Bombay direct-to-customer business grow up $13.4 mn
23 Mar '07
3 min read
Results for the fourth quarter of Fiscal 2006 include a $10.2 million charge for asset impairments comprised of $9.8 million associated with underperforming stores and $0.4 million associated with goodwill. During Fiscal 2005, the Company recorded a $5.9 million impairment charge relating to underperforming stores.
Selling, general and administrative costs declined $4.7 million compared to the fourth quarter of Fiscal 2005 primarily due to lower advertising costs as the Company shifted its marketing focus to email marketing and reduced its reliance on other marketing vehicles.

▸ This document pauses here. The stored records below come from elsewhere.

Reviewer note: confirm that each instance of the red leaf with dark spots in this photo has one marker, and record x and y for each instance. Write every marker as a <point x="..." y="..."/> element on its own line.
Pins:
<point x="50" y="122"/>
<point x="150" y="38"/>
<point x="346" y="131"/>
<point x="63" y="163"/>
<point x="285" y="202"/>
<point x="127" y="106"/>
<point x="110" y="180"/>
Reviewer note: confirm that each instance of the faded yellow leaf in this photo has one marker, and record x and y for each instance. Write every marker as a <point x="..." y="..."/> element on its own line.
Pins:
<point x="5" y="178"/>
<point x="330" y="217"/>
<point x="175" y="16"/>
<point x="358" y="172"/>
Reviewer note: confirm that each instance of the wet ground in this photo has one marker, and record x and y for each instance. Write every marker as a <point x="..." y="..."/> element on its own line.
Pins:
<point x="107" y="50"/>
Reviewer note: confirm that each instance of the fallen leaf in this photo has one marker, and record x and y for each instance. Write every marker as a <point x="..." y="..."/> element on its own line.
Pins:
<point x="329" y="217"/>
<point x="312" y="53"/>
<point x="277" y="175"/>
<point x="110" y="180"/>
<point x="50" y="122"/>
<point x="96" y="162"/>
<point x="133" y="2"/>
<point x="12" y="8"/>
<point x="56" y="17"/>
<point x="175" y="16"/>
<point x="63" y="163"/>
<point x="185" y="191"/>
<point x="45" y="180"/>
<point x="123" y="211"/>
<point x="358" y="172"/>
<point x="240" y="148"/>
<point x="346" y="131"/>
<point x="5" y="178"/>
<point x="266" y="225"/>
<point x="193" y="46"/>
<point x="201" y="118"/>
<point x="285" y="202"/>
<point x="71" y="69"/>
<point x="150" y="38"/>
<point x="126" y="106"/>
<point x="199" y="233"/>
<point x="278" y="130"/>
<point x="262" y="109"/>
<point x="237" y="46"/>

Income before income taxes for the quarter ended February 3, 2007 was $1.4 million compared to a loss of $1.5 million for the quarter ended January 28, 2006. Income tax expense for the quarter was an expense of $3.1 million relating to the Company's Canadian and state tax liabilities compared to the prior year expense of $23.6 million which related to the establishment of a valuation allowance against the Company's federal deferred tax assets.
The net loss for the quarter ended February 3, 2007 was $1.7 million, or $0.05 per share, compared to a net loss of $25.1 million, or $0.69 per share, for the corresponding period of the prior year.